13 Solution

 十月に入って蝉は鳴かなくなったが、京都は残暑が続いていた。


「みっちゃん、おめでとう!」


 アイ探偵事務所の扉をミツルが開けた途端、待ち構えていたカズがクラッカーを三つまとめて鳴らした。

 派手な音が事務所内に鳴り響き、紙テープが飛ぶ。


「うわっ!」


 予想していなかった出迎えに、満は思わずのけぞった。


「おめでとうって!?」

タカハシロウさん、釈放されたんですよね。
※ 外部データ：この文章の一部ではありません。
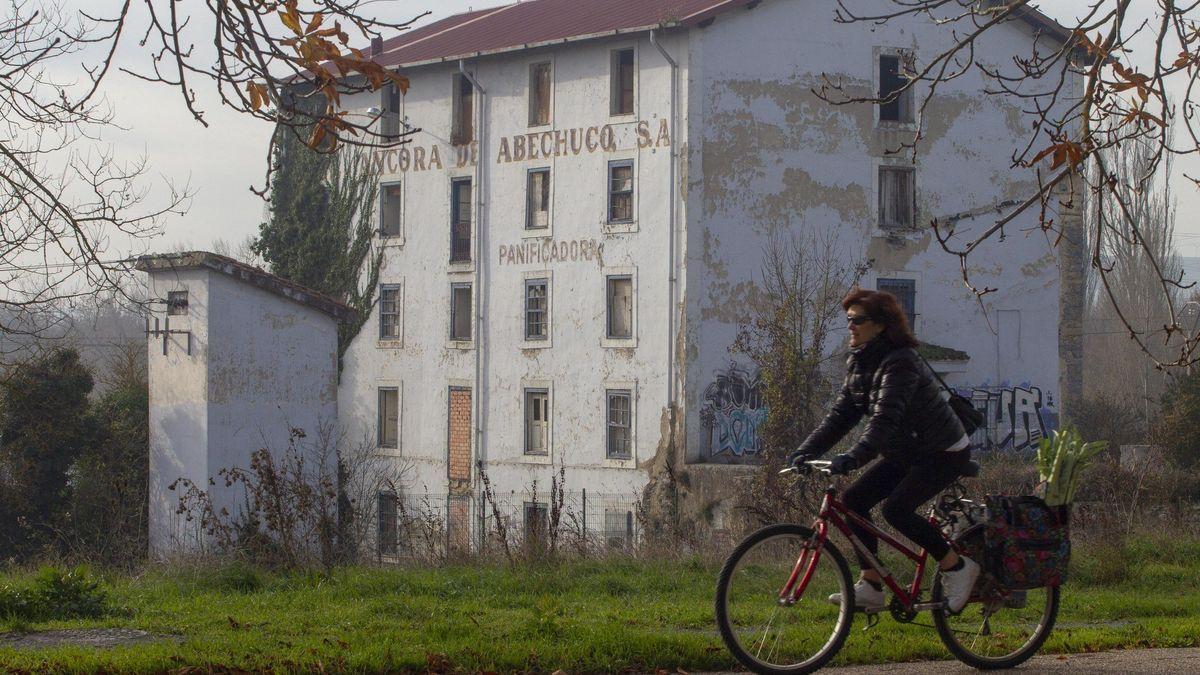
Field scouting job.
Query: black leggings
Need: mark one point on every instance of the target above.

おめでとうございます」


 エイが笑顔を浮かべて告げる。


「あ、あぁ! 今朝釈放されたところなんだが、情報が早いな」


 満は今朝高橋が拘留されているシン署まで家族の代理で弁護士と一緒に迎えに行き、様々な手続きを手伝って自宅まで送ってきたところだった。
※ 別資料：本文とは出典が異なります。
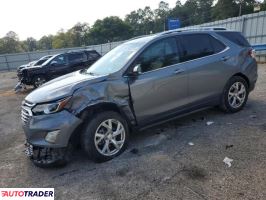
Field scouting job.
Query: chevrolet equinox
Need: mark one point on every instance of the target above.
(143, 82)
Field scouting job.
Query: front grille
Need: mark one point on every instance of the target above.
(26, 111)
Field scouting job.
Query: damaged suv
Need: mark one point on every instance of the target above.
(138, 84)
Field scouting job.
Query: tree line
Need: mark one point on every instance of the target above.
(138, 22)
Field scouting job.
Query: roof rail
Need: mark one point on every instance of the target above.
(78, 50)
(199, 28)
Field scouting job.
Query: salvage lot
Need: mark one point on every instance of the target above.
(159, 163)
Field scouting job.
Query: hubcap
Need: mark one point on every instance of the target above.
(237, 94)
(39, 81)
(109, 137)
 アイ探偵事務所には午後に顔を出すとだけ伝えてあった。

 イワリク殺害事件に関して、高橋の容疑は晴れた。

 K大学医学部大学院の学生が、何者かに岩田陸の殺害を依頼したと警察に語り、十日ほどの裏付け捜査によって高橋は嫌疑不十分となったのだ。

 メディアでは高橋に対する誤認逮捕と、大学院生が殺害を依頼した相手、そして岩田陸という人物の恐喝行為について連日報道している。

 10008ヨロズヤの名前はまだメディアでは伝えられていないが、ネット上では実行犯として10008の名前を挙げている者もいる。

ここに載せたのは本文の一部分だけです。